The time is ripe for a new digital food world for New Zealand, says Riddet

Foods in a Digital World

A brave new digital food world for New Zealand has been envisaged by a team from New Zealand’s food Centre of Excellence (CoRE), the Riddet Institute.

A newly released booklet, ‘Foods in a Digital World’, follows in the footsteps of the Institute’s ‘Call to Arms’, which proposed a cross-sector industry group working together on issues affecting the primary sector in 2012. The latest publication arose from a meeting held at the Riddet Institute in February 2017 to discuss smart foods that was attended by a group of invited industry thought leaders, explains one of the booklet’s co-authors Dr Mike Boland, executive officer and principal scientist for the Institute. The other co-authors were Jeremy Hill, Juliet Ansell and Steffan Kelly. The team also had input from KPMG’s Ian Proudfoot and Emma Wheeler and Zespri’s Carol Ward.

Mike Boland, Riddet Institute
Mike Boland

“The meeting suggested a small group should formulate an action plan for New Zealand food organisations to exploit the digital revolution to develop smart food systems as part of the drive to add value to New Zealand’s food. The booklet is a product from that small group and presents the outline of an action plan to address the issue,” he says.

The group has identified four mega-trends that they believe will affect the future of food: urbanisation; connectedness of people with each other and things through digital technology like smartphones; food availability and wastage; and better nutrition.

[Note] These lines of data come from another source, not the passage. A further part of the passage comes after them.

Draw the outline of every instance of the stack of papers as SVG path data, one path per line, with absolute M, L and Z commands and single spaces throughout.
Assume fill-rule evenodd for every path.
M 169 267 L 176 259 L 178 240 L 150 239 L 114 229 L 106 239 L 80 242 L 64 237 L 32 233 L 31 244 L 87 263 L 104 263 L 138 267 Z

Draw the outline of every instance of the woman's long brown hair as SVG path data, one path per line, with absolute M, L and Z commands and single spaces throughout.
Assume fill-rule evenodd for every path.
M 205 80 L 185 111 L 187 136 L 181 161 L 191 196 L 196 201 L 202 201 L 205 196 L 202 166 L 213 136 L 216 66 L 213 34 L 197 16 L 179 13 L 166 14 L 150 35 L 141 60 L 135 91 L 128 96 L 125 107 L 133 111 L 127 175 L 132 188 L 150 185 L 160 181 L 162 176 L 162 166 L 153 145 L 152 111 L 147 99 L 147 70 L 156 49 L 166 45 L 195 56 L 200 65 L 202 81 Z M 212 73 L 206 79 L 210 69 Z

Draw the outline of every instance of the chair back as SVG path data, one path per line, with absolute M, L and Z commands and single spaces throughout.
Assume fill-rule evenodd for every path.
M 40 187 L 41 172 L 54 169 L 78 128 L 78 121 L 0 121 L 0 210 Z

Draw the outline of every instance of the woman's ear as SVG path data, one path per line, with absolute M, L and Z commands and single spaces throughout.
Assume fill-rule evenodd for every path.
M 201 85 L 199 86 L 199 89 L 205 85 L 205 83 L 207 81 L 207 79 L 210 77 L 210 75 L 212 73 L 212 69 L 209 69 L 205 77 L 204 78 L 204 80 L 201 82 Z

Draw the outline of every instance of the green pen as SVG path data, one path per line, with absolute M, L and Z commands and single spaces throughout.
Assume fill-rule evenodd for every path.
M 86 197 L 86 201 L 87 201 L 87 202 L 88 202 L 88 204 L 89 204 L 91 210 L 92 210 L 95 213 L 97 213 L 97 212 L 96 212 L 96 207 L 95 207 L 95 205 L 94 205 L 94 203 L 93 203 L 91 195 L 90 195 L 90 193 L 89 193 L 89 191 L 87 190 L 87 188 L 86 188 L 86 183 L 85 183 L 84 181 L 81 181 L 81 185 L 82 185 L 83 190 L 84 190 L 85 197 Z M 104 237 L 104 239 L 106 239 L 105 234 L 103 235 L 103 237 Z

They are now calling for an action plan to develop a smart food system that engages with smart appliances, smart food identification and supporting data systems to address: consumer health and nutrition; convenience; less wastage of food and other resources; and a robust and meaningful brand: “Eat New Zealand”.

Such a system would capture the opportunities presented by new technologies, new ways of doing business and new access directly to the consumer, they write.
New Zealand needs to position itself as a strong player in the international food market:
  • As a country
  • As a “consortium” of producers, manufacturers and
  • exporters
  • And most importantly, all along the supply/value chain to the consumers, to provide clear and secure origin, provenance and quality information for the consumer.
“Consumers must look for and recognise New Zealand goods and what they stand for in the international market,” says Boland, adding other countries and markets are already doing things in this space, such as EIT Foods, an EU consortium of 50 business, universities and research centres and Australia’s Food Agility CRC.
Recommendations are that New Zealand set up a Smart Foods Centre, a digital ‘Brand NZ’ identity, a clearly identified and widely accepted New Zealand cuisine, a national harmonised database and data system of New Zealand food and an in-depth survey of smart kitchen and smart food systems.